You need to be able to update all of the content on your website yourself, so you can do it quickly and easily without additional investment. It’s not hard to do; if you can create a simple document in Microsoft Word, you’ll have no problem using a website content management system to create web pages, blog posts and news articles.
The verbal content itself should be simple and effective - think along the lines of Plain English meets gentle selling. Write your content so that it incorporates the key words you think the audience may be using when they search on the internet – thus automatically improving the search engine optimisation of your site.
Go easy on the images, make sure you have permission to use them and that they are in the right web resolution so they don’t take forever to load. If the content management system on your website doesn’t do this automatically for you, you can easily locate an online image editor to do it for you.

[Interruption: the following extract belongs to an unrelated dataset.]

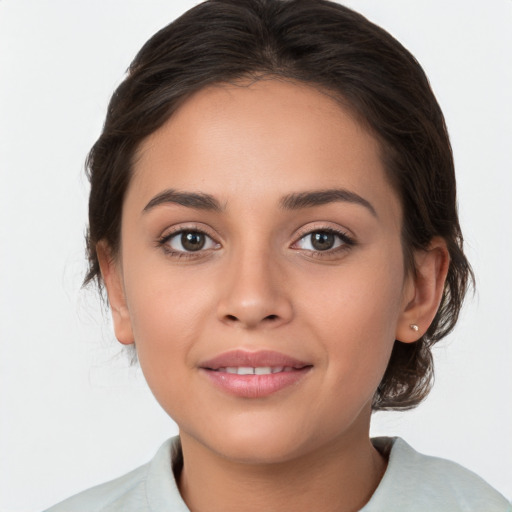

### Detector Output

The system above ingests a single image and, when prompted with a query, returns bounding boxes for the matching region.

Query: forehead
[128,79,397,222]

Make sure your site is registered for Google analytics (it’s free – so no reason not to) and you can track what people do when they visit your website, how long they stay and which pages they visit. You can then monitor what works well and what doesn’t (and change it!).
In addition to the ‘standard’ content on your site, you need to be thinking about other approaches. Blogging is a great way to ensure your website has regular, fresh and (hopefully) interesting content.
Your customers will come back to your website more regularly if they know it’s going to be updated in the form of a blog, which might include news, views, photos, videos. Plus the search engines will rank your website more highly if you have a blog. And if you are using key words in your blog (like you do on your website – obviously!), you are ticking another box by improving your SEO. Head over to my blog for more info...you might even find a blog about blogging...
3. Email marketing
Email marketing is heaps more effective than social media, I promise you. It’s been proven time and time again to drive more traffic to your website than posting links on Facebook and Twitter combined. And it’s not tricky. Like most things, the only tricky thing is getting started.
There are plenty of email marketing service providers available, which make it super easy by providing you with professional email templates, tools to help you grow and manage your email list, and tracking features which reveal who is opening and engaging with your messages. Even better news, depending on the size of your contact list, you may be able to access these services for free!
I’m not going to bore you with more detail here, skip over to my recent blog on getting started with email marketing.
4. Social media
And finally social media - it might not make you a ton of money, but a social media presence is undoubtedly helpful to your business. It adds to your credibility, enables you to interact with a wide range of stakeholders, and also gives you opportunities to share the content from your website, driving traffic towards it.
My advice is to choose a couple of platforms which suit the profile of those you are targeting and focus on these, and these alone. Look at the free features available for you to use, and be wary of investing too much money in paid campaigns. Focus on building engagement with your online communities, rather than hard-sell (a sure-fire way to lose followers). And have a read on why should I like you for a few more pointers!
So there you go, that’s how I prioritise, and it’s a model that seems to work well for my clients. What about you?